September 20, 2017 10:33 AM

The Equifax data breach is prompting new legislation on Capitol Hill.

Senator Al Franken (D-Minnesota) introduced The Data Broker Accountability and Transparency Act, which would help consumers control what personal information is listed with different credit bureaus and would let them prohibit sharing or selling that information.


RELATED: Equifax says Data from 143 Million Americans Exposed in Hack

During an interview Saturday, Sen. Franken said part of the bill also requires data collection companies to disclose when hacks occur.

"We also want to make sure that when these companies, whether it's a huge retailer like Target, or whether it's a data broker, they report this right away," Franken said. "This is very important information and it can have a tremendous effect on your financial life."

Financial experts, like John McCullough, have been fielding calls for two weeks from consumers and financial institutions.

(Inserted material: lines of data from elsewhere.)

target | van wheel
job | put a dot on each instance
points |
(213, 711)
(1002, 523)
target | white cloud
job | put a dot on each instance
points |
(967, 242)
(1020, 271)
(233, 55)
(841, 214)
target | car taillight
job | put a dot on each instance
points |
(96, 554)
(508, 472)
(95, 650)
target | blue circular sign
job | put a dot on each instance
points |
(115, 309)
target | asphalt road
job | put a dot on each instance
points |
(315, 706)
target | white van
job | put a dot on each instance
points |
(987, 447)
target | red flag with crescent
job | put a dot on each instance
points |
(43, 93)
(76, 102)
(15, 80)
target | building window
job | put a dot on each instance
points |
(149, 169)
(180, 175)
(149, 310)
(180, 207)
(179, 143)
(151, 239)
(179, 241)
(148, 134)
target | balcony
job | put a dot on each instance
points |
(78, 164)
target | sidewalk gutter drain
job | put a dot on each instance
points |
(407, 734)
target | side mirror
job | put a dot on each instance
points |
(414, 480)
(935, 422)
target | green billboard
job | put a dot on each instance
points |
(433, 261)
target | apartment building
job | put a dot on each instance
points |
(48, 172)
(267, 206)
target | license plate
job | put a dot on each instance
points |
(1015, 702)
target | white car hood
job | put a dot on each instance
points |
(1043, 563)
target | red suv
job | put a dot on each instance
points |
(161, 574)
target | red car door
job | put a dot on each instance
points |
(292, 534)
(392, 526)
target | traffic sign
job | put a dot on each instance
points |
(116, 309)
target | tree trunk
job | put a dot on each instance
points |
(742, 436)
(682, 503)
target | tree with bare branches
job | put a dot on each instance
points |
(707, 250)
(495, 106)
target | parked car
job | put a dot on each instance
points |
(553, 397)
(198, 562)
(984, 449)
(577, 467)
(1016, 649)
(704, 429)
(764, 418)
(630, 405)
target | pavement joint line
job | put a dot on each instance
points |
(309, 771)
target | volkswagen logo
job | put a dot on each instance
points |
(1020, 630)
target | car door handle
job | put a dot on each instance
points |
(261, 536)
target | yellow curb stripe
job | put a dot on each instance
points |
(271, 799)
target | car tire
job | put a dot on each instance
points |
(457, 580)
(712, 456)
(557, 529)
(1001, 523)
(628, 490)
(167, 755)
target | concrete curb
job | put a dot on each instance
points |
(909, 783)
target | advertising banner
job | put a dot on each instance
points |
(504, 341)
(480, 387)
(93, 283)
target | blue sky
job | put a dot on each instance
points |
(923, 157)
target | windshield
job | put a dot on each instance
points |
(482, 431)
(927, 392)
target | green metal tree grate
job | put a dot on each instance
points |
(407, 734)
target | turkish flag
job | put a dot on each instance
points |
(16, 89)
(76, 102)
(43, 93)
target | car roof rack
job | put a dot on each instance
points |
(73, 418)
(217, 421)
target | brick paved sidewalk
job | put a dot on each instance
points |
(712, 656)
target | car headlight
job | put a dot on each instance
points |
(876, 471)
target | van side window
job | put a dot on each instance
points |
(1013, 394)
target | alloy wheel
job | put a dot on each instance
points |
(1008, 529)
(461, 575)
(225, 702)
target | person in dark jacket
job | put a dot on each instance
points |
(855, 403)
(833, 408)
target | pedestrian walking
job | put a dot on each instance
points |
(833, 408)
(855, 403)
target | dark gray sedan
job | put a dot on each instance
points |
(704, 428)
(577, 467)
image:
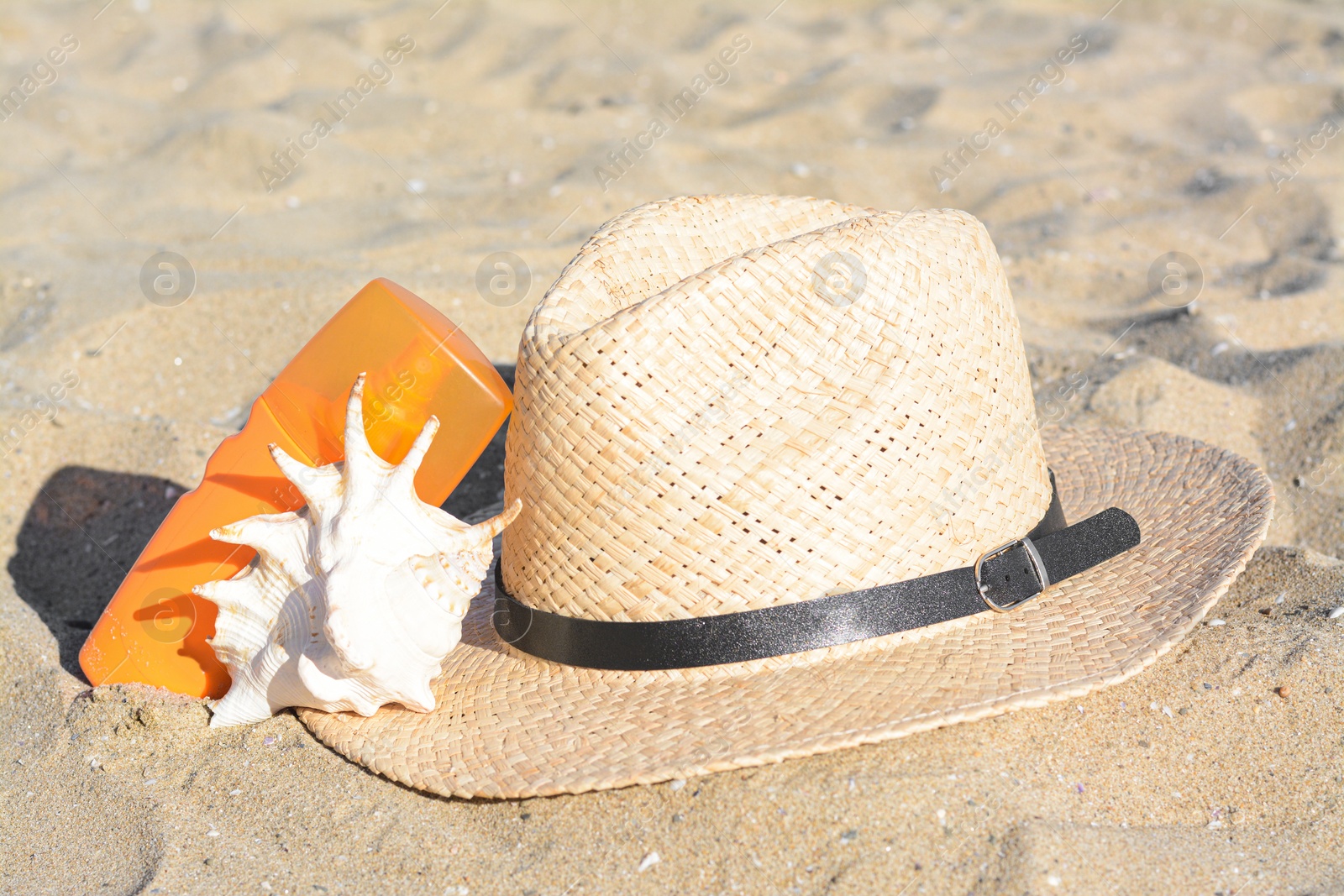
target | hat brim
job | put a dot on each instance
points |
(510, 726)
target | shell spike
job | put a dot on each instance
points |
(354, 605)
(483, 532)
(316, 484)
(356, 441)
(410, 464)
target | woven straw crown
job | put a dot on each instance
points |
(730, 402)
(734, 402)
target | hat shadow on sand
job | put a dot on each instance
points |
(77, 542)
(87, 527)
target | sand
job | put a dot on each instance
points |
(1220, 770)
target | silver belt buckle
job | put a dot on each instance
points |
(1037, 566)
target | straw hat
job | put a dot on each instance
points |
(732, 410)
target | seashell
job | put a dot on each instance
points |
(354, 600)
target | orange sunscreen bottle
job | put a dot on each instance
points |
(418, 363)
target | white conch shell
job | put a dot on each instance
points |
(354, 600)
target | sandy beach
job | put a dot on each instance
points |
(1189, 141)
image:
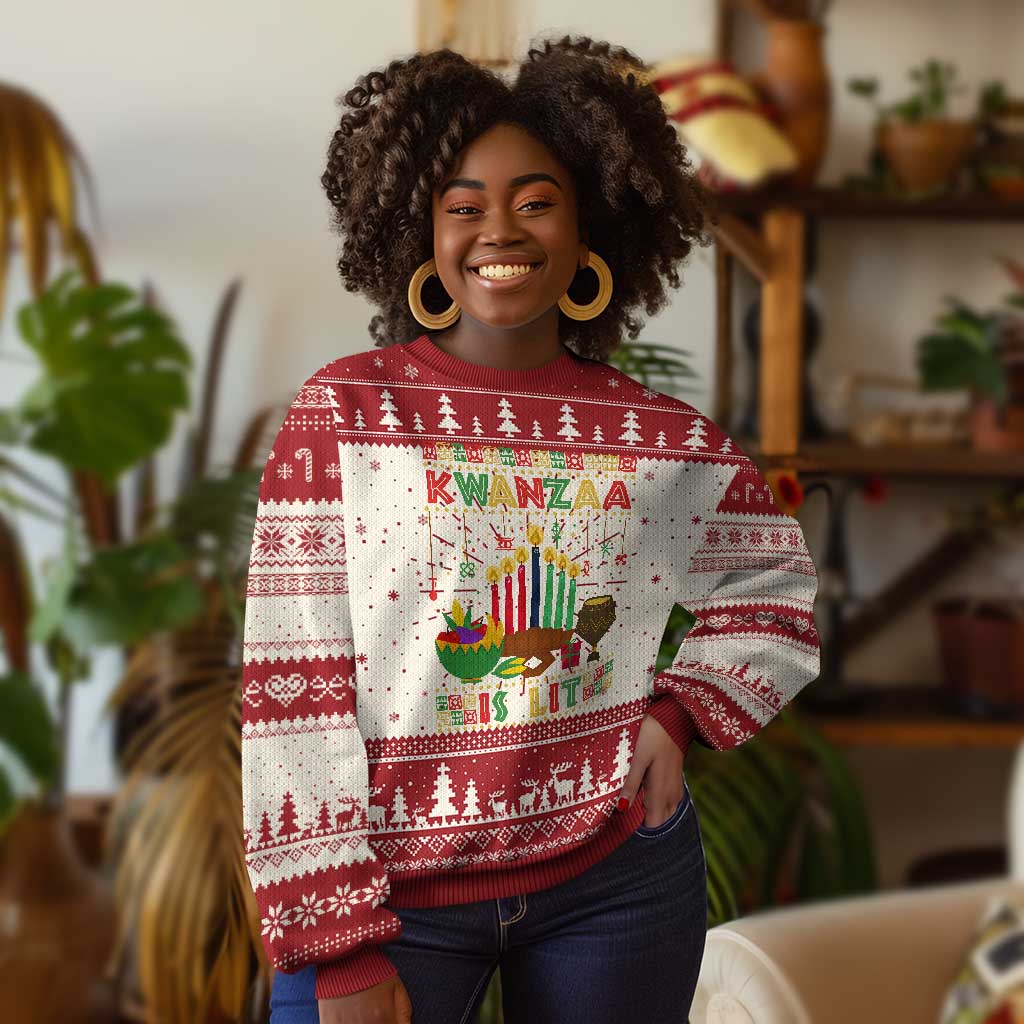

The Minnesota Department of Commerce released these tips for consumers Thursday:

  • Check your credit reports: Every 12 months, you can request a copy of your credit report – for free – from each of the three major credit reporting companies (Equifax, Experian and TransUnion). Visit www.annualcreditreport.com or call 877-322-8228. Carefully review the information and immediately report any unauthorized accounts, suspicious activity or inaccuracies.
  • Request a security freeze on your credit report: A freeze restricts access to your credit report, making it nearly impossible for someone to open a new account or line of credit in your name. If you are a victim of identity theft, Minnesota law allows you to place a credit freeze for free. Otherwise, there is a $5 fee. The Commerce website has a form you can use to request a freeze from the three major credit reporting agencies.
  • Place a fraud alert on your credit report: If you decide against a security freeze, consider placing a fraud alert on your credit report. A fraud alert warns creditors that you may be an identity theft victim, so they should verify that anyone seeking credit in your name really is you.
  • Monitor your existing credit cards and financial accounts: Immediately report any suspicious charges or activity. Be alert if your monthly bill or statement does not arrive on time. It may be a sign that someone has hijacked your account.